Photographing with a kaleidoscope lens is so much fun. Recently I spent a work lunch shooting the feet of sculptures with a kaleidoscope lens. The whole time I spent focused on the kaleidoscope effect.
My eyes and brain looked through this view so much, that on my walk back down Michigan Avenue, my brain felt like it was seeing things in a multi-faceted filter like a kaleidoscope.
Interestingly, it actually didn’t feel all that strange to me. Seeing everything in multiple facets is how I naturally see with my eyes.
One of my eyelids has ptosis, a drooping or falling of the upper eyelid.

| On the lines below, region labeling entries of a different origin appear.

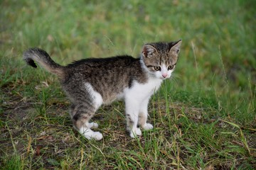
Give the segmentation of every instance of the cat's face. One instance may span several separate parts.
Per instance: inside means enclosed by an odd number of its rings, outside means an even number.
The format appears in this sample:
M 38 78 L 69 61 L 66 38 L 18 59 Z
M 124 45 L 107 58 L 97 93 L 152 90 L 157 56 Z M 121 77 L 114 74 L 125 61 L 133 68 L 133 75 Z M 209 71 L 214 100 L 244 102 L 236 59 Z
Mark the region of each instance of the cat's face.
M 161 79 L 171 77 L 178 60 L 181 40 L 143 46 L 142 57 L 149 74 Z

My left eyelid is always lower, covering about half my eye. Thus, my eye naturally compensates by looking down more than the other eye. I have one eye that looks straight, and the other eye looks down a bit.

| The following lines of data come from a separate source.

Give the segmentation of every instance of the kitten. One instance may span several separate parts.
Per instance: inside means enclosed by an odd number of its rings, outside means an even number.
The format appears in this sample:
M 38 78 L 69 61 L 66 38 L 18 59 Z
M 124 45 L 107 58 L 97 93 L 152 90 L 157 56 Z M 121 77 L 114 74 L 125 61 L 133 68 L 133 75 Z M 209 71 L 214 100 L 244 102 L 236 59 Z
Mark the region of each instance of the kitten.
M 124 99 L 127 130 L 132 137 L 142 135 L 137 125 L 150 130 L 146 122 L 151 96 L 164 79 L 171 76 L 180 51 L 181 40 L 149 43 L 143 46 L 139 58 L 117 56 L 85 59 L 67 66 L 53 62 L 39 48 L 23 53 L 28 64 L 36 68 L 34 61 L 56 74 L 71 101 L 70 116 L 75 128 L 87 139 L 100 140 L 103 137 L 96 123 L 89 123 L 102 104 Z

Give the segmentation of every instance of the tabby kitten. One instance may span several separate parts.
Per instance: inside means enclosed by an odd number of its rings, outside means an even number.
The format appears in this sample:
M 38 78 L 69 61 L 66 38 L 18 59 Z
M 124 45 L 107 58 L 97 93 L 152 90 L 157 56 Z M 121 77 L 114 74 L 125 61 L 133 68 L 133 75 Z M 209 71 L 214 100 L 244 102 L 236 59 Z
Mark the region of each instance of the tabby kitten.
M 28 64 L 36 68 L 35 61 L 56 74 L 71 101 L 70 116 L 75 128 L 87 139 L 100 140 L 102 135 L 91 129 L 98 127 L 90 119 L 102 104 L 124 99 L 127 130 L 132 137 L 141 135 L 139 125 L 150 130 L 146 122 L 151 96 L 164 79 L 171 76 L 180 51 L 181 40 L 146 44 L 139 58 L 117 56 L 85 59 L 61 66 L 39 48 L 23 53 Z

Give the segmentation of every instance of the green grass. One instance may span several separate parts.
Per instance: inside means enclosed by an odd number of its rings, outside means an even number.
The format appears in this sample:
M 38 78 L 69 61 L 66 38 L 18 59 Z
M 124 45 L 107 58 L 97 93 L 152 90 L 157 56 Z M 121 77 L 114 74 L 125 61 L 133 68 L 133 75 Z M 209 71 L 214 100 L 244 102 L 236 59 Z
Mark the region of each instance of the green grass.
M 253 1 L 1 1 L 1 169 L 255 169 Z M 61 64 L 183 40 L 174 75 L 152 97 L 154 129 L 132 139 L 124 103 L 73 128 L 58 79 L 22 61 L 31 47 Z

I don’t really notice, because my brain compensates for these two different views. Somehow, my brain just merges the vision from the two different directions. My brain is merging these two views all the time, non-stop.
Recently, I picked up a fascination with kaleidoscope photography. The end visual effect is pretty fun. The patterns are arresting. The way a subject matter gets sliced up is intriguing.
But now in addition to the end result, I find the actual live view through a kaleidoscope lens to be extremely familiar. My every day vision is essentially a kaleidoscope. My brain is constantly figuring out my kaleidoscope eyes. When I look through a kaleidoscope lens for an extended time, the process of everything being faceted in different angles feels so familiar.
I’m still processing what this discovery means to me—especially since I work in a such a visual field (graphic design). And my personal interests and passions are tied into visual art.
Kaleidoscope photography is something I’ve done for only two days. There are times where I feel like it’s a gimmick. A fun little parlor trick to make images look more funky. But then I think about how I personally relate to seeing as a kaleidoscope, and it seems there might be something worth exploring.